To better characterize the development of the humoral response within single animals, sera from animals A1, A5, A8 and A9, which exhibited a strong reactivity against M. agalactiae, were used. Sera collected at regular intervals throughout the experiment were analyzed by Western blotting using the Triton-X114 soluble proteins of strain PG2 that contain most hydrophobic, membrane proteins (Fig. 3). Immunoprofiles revealed differences among animals in terms of (i) the kinetic of the IgG response, with animals A1, A8 and A9 having a strong IgG response from day 11 while that in A5 appeared to be delayed and (ii) specificity, with the 4 animals displaying different immunoprofiles. A strong reactivity was mainly obtained with proteins migrating between 35 and 55 kDa (Fig. 3). More specifically, antibodies reacted strongly with two protein bands showing molecular weight values similar to Vpmas V (44 kDa) and Y (39 kDa), two phase variable lipoproteins of M. agalactiae (data not shown).
Differences in the development of the humoral response to M. agalactiae prompted us to compare the antigenic profile of M. agalactiae isolated from milk samples. For this purpose, the Triton-X114 soluble proteins from seven mycoplasma-positive cultures, corresponding to animals positive at day 28 (A4, A5 and A8) or to animals that were positive once (A1, A2, A6 and A9), were analyzed by SDS-PAGE and Western blotting. As shown in Figure 4, their profile revealed major differences in protein expression. More specifically, these were associated to highly abundant proteins with molecular weight values that ranged between 35 and 55 kDa and that were predominantly recognized by the PAL97 hyperimmune serum (Fig. 4). These data suggested that M. agalactiae isolated from milk samples were expressing different Vpma lipoprotein profile and this was confirmed by using Vpma-specific polyclonal antibodies (Fig. 4).
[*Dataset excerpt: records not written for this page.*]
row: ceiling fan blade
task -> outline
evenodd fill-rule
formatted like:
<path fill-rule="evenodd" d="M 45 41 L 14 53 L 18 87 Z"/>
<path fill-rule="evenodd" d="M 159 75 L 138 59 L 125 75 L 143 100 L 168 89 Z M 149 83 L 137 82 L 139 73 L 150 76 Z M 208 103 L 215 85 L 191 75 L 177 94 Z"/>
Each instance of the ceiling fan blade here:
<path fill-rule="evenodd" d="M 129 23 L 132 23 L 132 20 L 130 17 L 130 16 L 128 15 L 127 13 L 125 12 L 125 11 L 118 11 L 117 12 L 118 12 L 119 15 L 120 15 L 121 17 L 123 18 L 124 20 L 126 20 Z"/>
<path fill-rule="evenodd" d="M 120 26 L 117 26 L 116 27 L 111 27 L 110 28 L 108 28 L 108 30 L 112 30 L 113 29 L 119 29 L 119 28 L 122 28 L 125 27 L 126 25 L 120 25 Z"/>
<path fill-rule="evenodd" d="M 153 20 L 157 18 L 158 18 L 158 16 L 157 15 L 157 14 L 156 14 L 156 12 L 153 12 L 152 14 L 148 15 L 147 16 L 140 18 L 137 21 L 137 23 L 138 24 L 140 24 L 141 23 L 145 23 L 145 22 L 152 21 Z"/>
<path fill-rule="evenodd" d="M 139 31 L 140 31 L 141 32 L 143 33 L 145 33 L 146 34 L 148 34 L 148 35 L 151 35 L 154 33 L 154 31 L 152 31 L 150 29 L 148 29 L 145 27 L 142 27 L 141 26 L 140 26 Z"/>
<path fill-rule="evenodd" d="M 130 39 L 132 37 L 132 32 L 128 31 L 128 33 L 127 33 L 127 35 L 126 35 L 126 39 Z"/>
While the PG2 inoculum expressed predominantly Vpma Y (Fig. 1), the Vpma profile exhibited by the seven isolates was highly heterogeneous, with some samples expressing predominantly Vpma W (A5), Vpma U (A2), Vpma V and Z (A4), or a complex mixture of several Vpmas reflecting the presence of several populations in the sample. A lipoprotein P80 antiserum was used as control and confirmed the constant expression of this lipoprotein in all the seven isolates. In contrast to M. agalactiae milk isolates, the Vpma expression profile exhibited by PG2 and NifS cultures used for animal inoculations were homogeneous (compare Vpma profiles in Fig. 1 and Fig. 4), apart from the inherent background in alternate Vpma populations and despite differences in their number of passages under laboratory conditions.
The long term excretion of mycoplasmas in the left half-udder of animals A5 and A8 allowed us to analyze changes in M. agalactiae Vpma profile over a period of 18 to 22 days. SDS-PAGE analysis of Triton-X114 soluble proteins from mycoplasma cultures indicated continuous changes in protein expression, and Vpma-specific polyclonal antibodies revealed a highly dynamic Vpma profile with stochastic changes in Vpma expression (Fig. 5).
To further investigate changes in the expression of M. agalactiae surface proteins upon replication in vivo, Triton-X114 soluble proteins of mycoplasmas recovered from lymph nodes were analyzed (Fig. 2B). As observed with milk isolates, important differences in protein expression profile were also found with mycoplasmas isolated from the axillar, prescapular and supramammary lymph nodes, suggesting that mycoplasma diversification is not restricted to the mammary gland, but can occur at different stage of the infection.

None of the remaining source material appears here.